世界を揺るがしたFacebookの個人情報不正利用問題(注)、そして2018年6月25日に施行されたEUの「一般データ保護規則」(GDPR)への対応などを巡り、データプライバシーに関する消費者の意識が大きく変化している。
注:2016年の米大統領選においてデータ分析企業のCambridge AnalyticaがFacebook専用の性格診断アプリを通じて収集したユーザーの個人情報を不正に入手し、米大統領選に利用したとされるスキャンダル。
このことは海外に限った話ではない。消費者と企業のインタラクティブなコミュニケーションを通じたマーケティングを支援するイーライフは、2018年の4月にネット上の個人情報と広告について2388人を対象にアンケート調査を実施した。これによると、Facebook個人情報不正利用事件を「知っている」「なんとなく知っている」と回答した人は全体の約8割(77.5%)で、そのうち54%は「SNS上の個人情報に対して危機意識が高まった」と回答している。
イーライフではこの調査結果を踏まえ、企業のマーケターが今後、注視すべきことについての提言をまとめた。本稿では、2018年5月22日に開催それた記者向けの勉強会で同社エグゼクティブ・アドバイザーの石井龍夫氏が語った「ケンブリッジ・アナリティカ事件の解説とポストGDPR時代における企業のデジタルマーケティング対応」の概要を紹介する。
花王でデジタルマーケティングセンター長を務め、日本アドバタイザーズ協会のデジタルメディア専門委員会委員でもあった石井氏は、最先端のデジタルマーケティングを実践し続け、日本においてこの分野そのものを開拓してきた第一人者といえる。

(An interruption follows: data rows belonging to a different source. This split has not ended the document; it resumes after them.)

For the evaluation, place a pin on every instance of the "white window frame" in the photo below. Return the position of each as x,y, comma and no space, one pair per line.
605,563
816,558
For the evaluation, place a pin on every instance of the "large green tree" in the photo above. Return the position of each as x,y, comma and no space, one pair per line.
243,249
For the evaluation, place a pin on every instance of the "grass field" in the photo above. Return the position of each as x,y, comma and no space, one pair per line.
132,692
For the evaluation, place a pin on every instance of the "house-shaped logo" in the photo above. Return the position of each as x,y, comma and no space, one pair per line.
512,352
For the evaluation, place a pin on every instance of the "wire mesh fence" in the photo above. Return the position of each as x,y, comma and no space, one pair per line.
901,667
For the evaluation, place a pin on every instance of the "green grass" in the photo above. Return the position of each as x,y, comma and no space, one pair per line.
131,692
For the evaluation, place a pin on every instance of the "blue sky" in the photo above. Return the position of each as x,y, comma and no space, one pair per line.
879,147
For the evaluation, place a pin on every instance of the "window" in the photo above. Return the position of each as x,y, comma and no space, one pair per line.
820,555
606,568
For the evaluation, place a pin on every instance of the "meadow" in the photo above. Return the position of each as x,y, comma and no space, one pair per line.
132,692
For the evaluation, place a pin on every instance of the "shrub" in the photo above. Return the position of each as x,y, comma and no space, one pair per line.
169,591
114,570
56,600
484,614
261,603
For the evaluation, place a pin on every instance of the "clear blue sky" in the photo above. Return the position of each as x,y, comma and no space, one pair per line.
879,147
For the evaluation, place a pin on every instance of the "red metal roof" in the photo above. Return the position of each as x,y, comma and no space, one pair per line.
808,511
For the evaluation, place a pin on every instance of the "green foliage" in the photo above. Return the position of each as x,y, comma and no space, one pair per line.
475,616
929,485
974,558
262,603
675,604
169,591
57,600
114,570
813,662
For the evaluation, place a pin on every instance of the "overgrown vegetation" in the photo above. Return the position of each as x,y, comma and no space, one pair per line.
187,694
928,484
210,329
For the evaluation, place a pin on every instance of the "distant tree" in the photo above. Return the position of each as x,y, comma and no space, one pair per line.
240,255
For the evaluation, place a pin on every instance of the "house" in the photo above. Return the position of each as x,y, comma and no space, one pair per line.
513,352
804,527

石井氏は「デジタルディスラプションというが、大事なのはデジタルそのものよりも、消費者がそれを使いこなすこと」と強調する。いかに優れたテクノロジーであっても、消費者が安心して使えるものでなければイノベーションにはつながらない。
マーケティングの領域においては、顧客体験向上のために企業のデータ活用が活発化している。しかしその半面、これまで個人情報の使われ方について十分に注意が払われてきたかといえば必ずしもそうは言い切れないのが現実だ。
だが、Facebookの問題やGDPR施行をきっかけに、消費者はこれまでになく真剣に、自分の個人情報について強く意識するようになった。そして、最近の世論の動向や法制度の変更もあって、FacebookやGoogleのような巨大テクノロジー企業は、API連携を制限するなど、顧客データ移転のハードルを上げた。
一方で、顧客体験を損なう広告の表示をなくそうとする動きもある。AppleはWebブラウザの「Safari」にITP(トラッキング防止)機能を実装してCookieの取得を制限するようになった。これらの一連の動きが意味することは明らかだ。企業による個人情報の乱用に、あらゆる面から「ノー」が突き付けられているのが現在なのだ。